Monte Carlo search is a family of search algorithms that have many applications in different domains. It is the state of the art in many perfect- and imperfect-information games. Other applications include the RNA inverse folding problem, logistics, multiple sequence alignment, general game playing, puzzles, 3D packing with object orientation, cooperative pathfinding, software testing and heuristic model checking.
In recent years, many researchers have explored different variants of Monte Carlo search, their relationship to deep reinforcement learning, and their different applications. The purpose of the workshop was to bring these researchers together to present their research, discuss future research directions, and cross-fertilize the different communities. Submissions were welcome in all fields related to Monte Carlo search, including:
Monte Carlo tree search and upper confidence trees,
Nested Monte Carlo search,
Non-locality in Monte Carlo search,
Combination with zero learning,
Monte Carlo belief-state estimation,
Self-adaptive Monte Carlo search,
Monte Carlo in many player games,
Industrial applications,
Scientific applications,
Applications in games,
Applications in puzzles.
Each paper was sent to three reviewers. If conflicting views on a paper were reported, it was sent to an additional reviewer. Program chairs were not involved in the review assignment and final selection of their own papers as these were handled separately by the other chairs. In the end, 11 contributions were accepted for presentation at the workshop, of which nine made it into these proceedings. Here we provide a brief outline of these nine contributions, in the order in which they appear in the proceedings.
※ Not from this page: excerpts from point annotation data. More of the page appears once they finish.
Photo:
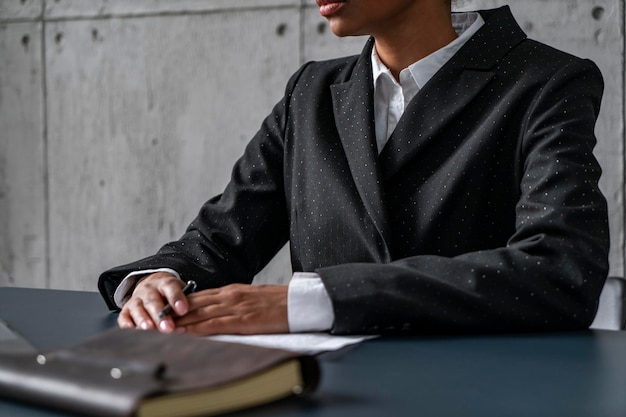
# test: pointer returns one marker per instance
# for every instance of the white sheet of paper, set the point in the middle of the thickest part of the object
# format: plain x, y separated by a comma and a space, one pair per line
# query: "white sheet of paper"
309, 343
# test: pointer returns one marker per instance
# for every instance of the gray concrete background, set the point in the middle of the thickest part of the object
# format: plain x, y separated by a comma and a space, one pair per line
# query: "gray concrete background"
119, 118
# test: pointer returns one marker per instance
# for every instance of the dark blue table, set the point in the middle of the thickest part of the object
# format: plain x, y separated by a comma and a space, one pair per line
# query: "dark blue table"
554, 374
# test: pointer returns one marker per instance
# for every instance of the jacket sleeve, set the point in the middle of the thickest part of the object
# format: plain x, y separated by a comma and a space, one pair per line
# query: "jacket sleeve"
550, 272
236, 233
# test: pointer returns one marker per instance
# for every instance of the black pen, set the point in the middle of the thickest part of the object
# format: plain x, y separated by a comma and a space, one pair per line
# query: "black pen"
188, 289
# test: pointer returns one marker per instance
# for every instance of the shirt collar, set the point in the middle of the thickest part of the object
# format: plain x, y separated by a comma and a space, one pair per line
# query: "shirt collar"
465, 25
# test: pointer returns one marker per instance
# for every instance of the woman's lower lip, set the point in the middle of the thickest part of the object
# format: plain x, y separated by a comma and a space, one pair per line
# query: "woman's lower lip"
331, 8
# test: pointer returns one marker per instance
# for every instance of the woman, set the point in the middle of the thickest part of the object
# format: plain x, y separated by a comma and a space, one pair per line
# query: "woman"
443, 180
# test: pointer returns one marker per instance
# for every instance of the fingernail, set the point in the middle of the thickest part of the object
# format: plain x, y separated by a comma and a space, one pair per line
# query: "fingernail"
165, 326
179, 306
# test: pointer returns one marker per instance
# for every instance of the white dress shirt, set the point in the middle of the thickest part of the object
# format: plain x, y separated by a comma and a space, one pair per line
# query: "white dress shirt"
309, 307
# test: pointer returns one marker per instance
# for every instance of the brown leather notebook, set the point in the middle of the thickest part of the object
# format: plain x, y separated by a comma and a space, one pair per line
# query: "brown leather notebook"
127, 372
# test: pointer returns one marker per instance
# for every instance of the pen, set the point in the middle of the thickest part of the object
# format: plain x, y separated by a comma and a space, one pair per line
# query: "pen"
188, 289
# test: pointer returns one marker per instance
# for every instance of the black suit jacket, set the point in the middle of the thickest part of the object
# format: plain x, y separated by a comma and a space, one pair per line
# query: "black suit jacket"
482, 213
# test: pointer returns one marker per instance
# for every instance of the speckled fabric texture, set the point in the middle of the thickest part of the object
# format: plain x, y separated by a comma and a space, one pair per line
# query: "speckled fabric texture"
481, 213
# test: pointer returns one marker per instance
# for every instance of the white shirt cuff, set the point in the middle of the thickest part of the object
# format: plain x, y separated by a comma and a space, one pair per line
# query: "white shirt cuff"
124, 290
309, 308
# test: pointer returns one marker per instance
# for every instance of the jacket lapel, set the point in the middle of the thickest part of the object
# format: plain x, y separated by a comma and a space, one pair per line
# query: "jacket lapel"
353, 106
450, 90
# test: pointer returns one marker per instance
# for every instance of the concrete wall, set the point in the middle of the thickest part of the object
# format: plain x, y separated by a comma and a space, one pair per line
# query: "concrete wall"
118, 118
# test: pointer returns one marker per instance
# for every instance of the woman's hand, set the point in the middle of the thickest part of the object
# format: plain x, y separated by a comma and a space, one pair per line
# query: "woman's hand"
236, 309
149, 298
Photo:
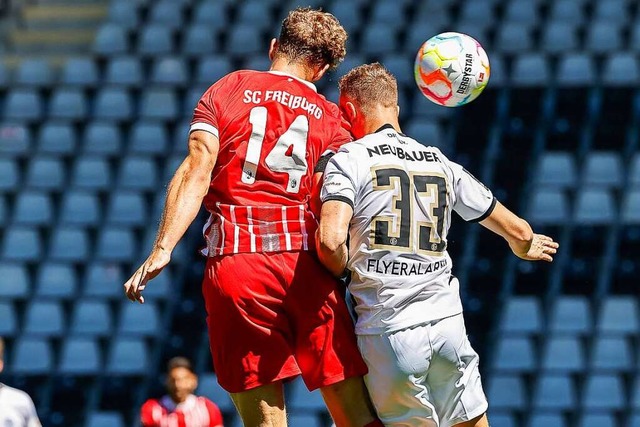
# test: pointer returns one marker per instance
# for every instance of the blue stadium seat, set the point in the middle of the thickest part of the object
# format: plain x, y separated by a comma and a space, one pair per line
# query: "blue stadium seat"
159, 103
603, 392
15, 281
521, 316
139, 173
155, 40
68, 104
8, 319
114, 104
44, 318
111, 40
69, 244
33, 208
91, 317
199, 40
56, 280
555, 392
559, 38
104, 138
15, 140
594, 206
124, 71
80, 71
170, 71
515, 354
127, 208
243, 40
57, 138
34, 72
80, 208
116, 244
80, 356
618, 315
91, 173
506, 392
23, 104
32, 356
128, 356
103, 280
557, 169
563, 354
21, 244
621, 69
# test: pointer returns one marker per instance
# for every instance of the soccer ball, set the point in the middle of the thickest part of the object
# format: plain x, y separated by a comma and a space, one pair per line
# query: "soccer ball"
451, 69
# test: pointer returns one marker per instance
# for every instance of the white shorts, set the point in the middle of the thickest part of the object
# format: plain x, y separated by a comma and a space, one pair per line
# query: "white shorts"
426, 375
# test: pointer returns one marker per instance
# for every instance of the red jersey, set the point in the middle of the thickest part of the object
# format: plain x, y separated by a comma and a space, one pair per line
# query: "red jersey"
273, 128
195, 411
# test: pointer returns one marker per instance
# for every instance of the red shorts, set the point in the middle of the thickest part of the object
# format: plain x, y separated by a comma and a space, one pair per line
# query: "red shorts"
276, 315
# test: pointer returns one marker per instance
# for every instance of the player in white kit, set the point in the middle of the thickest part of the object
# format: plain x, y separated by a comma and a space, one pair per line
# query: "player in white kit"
392, 197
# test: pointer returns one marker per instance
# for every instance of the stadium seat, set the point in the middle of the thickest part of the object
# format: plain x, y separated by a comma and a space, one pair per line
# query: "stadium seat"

The Search Algorithm for the Game of Bridge by Tristan Cazenave and Vronique Ventos proposes a search algorithm that improves on perfect information Monte Carlo search for some contracts of bridge. It repairs two known defects of perfect information Monte Carlo search, namely strategy fusion and non locality.
Stabilized Nested Rollout Policy Adaptation by Tristan Cazenave, Jean-Baptiste Sevestre, and Mathieu Toulemont presents a straightforward improvement of Nested Rollout Policy Adaptation (NRPA) that gives good results in SameGame, the Traveling Salesman with Time Windows, and Expression Discovery. It stabilizes the learning of the policy by playing multiple playouts before adaptations at level one.
In zoNNscan: A Boundary-Entropy Index for Zone Inspection of Neural Models, Adel Jaouen and Erwan Le Merrer introduce an index that is intended to inform the boundary uncertainty (in terms of the presence of other classes) around one given input data point. It is based on confidence entropy, and is implemented through Monte Carlo sampling in the multidimensional ball surrounding that input.
Reward shaping is often a hidden critical component of reinforcement learning. In Ordinal Monte Carlo Tree Search, Tobias Joppen and Johannes Frnkranz discuss the use of only a ranking information on rewards (as opposed to numerical values). This makes their proposed Monte Carlo tree search (MCTS) variant robust to poorly chosen reward values.
Monte Carlo Game Solver by Tristan Cazenave uses the information on move ordering collected during a Monte Carlo tree search to order moves in Alpha-Beta search. Various small games are solved with this Alpha-Beta variant equipped with Monte Carlo move ordering. Overall, it improves on Alpha-Beta with simple move ordering heuristics.
Generalized Nested Rollout Policy Adaptation by Tristan Cazenave demonstrates mathematically that Generalized Nested Rollout Policy Adaptation with a bias and a temperature is equivalent to Nested Rollout Policy Adaptation with initialization of the weights and a different learning rate. Using a bias is more convenient and more general than initializing weights as demonstrated for SameGame. Good results are also obtained for the Traveling Salesman Problem with Time Windows.
Monte Carlo Inverse Folding by Tristan Cazenave and Thomas Fournier addresses the design of RNA molecules with Monte Carlo search. They test various optimizations of NRPA on the RNA design problem and reach state-of-the-art results on the Eterna100 benchmark using general improvements of Monte Carlo search.